The review will outline differences in the incidence, burden, natural history, and outcomes of H. pylori infection and gastric cancer across specific population groups. We will also describe the population characteristics and screening program components in the included studies to the extent possible. Data on screening program components will help us explore if any components of screening programs may be differentially effective in different population groups or settings.

Data on population characteristics will help us explore the degree to which the findings are representative of persons at risk for H. pylori infection and gastric cancer as well as investigate, report, and highlight differences in benefit and harms of H. pylori screening by different population groups. These groups include, but are not limited to, categorizations by age; racial, ethnic, and cultural identity; country of origin; socioeconomic and insurance status; groups who have historically experienced systemic racism, discrimination, or other structural barriers to receiving healthcare; and groups with disproportionately high gastric cancer burden; exposure to regions or households with a high prevalence of H. pylori; family history of gastric cancer; and presence of social needs or social risk factors.

Additionally, the proposed Contextual Questions are designed to allow focused discussion of health equity considerations and structural barriers relevant to equitable implementation of screening should the U.S. Preventive Services Task Force recommend it. These include consideration of equitable risk assessment; barriers and facilitators to delivery of screening, treatment, and eradication testing; population-level harms related to antimicrobial resistance; and age at screening.

The proposed Research Approach identifies the study characteristics and criteria that the Evidence-based Practice Center will use to search for publications and to determine whether identified studies should be included or excluded from the Evidence Review. Criteria are overarching as well as specific to each of the Key Questions.

Criteria Include Exclude
Populations Asymptomatic children or adults, with or without known risk factors (e.g., exposure to areas with high H. pylori prevalence, family history of gastric cancer)

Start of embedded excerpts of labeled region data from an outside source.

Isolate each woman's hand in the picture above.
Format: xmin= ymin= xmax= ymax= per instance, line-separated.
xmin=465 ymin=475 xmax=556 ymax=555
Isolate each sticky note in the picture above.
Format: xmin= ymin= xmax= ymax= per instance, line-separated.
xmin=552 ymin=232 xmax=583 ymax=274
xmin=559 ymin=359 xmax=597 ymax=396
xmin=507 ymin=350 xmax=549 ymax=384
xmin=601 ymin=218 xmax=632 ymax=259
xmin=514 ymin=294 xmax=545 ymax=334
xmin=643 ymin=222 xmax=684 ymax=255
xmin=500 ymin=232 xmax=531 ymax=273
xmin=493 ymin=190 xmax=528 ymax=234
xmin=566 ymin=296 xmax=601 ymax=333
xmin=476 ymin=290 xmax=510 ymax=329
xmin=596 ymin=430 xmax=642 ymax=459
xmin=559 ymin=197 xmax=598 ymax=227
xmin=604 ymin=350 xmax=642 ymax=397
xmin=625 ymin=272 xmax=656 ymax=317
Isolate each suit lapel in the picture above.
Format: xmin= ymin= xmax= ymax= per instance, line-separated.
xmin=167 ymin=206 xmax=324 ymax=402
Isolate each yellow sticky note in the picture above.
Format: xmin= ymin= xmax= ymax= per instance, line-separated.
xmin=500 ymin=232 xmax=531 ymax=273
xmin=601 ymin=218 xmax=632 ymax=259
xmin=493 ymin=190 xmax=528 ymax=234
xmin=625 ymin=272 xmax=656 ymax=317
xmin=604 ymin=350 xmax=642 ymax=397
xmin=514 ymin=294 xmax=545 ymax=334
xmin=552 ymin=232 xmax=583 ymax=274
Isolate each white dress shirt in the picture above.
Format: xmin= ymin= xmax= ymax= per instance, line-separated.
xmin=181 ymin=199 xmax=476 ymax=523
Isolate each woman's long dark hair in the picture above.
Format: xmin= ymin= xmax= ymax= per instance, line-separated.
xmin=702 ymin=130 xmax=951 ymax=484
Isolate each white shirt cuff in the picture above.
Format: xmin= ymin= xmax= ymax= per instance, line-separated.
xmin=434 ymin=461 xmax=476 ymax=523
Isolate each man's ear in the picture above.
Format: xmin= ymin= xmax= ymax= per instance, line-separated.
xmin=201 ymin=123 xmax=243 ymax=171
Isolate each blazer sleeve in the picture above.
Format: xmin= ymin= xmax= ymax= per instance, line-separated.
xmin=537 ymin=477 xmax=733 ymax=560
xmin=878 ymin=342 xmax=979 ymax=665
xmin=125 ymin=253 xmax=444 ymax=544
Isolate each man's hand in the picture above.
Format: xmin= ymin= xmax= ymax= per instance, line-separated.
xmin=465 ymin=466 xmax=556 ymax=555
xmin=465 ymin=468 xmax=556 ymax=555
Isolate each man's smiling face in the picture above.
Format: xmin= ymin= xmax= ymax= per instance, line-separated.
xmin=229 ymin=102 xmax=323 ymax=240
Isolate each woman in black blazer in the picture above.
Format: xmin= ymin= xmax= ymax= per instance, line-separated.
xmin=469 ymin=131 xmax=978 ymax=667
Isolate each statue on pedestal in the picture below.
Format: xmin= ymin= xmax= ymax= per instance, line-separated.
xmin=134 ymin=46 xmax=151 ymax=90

Unselected populations and persons with unrecognized or unreported symptoms		 Populations with personal history of gastric cancer

Populations with previous confirmed H. pylori infection

Populations with previous treatment of H. pylori infection
Screening interventions Screening tests for detecting H. pylori infection (e.g., urea breath; stool antigen; stool PCR; blood antibody; urine antibody; endoscopic biopsy)  
Treatment interventions Combination therapy with antibiotics, with or without educational intervention  
Comparators KQ 1: No H. pylori screening; usual care; opportunistic case finding

KQ 2: Any reference standard; endoscopic biopsy where available

KQ 3: No treatment; placebo treatment

KQs 4, 5: Any or no comparator

 KQ 3: Alternate combination therapy
Outcomes KQs 1, 3:
  • Gastric adenocarcinoma morbidity, mortality.
  • Other upper gastrointestinal cancers (e.g., MALT lymphoma; esophageal cancer) morbidity, mortality.
  • All-cause mortality.
  • Health-related quality of life.
  • Gastritis; peptic ulcer disease.

KQ 2: Sensitivity, specificity, false-positive rate, false-negative rate, predictive value

KQs 4, 5: Any serious harm (e.g., as reported by study investigators; requiring unexpected medical attention; or persistent beyond 3 months)

  
Setting Studies conducted in countries categorized as “Very High” or “High” on the most recent Human Development Index (as defined by the United Nations Development Programme)  
Study design KQ 1: Randomized trials, controlled trials, nonrandomized studies of screening programs with contemporaneous controls

KQ 2: Diagnostic test accuracy studies; systematic reviews of diagnostic test accuracy

KQ 3: Randomized trials, controlled trials

KQs 4, 5: Randomized trials, controlled trials, large screening registry or database nonrandomized studies, cohort studies, systematically selected case series

 KQ 3: Comparative effectiveness studies; cost effectiveness studies
Publication language English  
Timing 1982 (year of discovery of H. pylori) to present  

Abbreviations: KQ=key question; MALT=mucosa associated lymphoid tissue; PCR=polymerase chain reaction.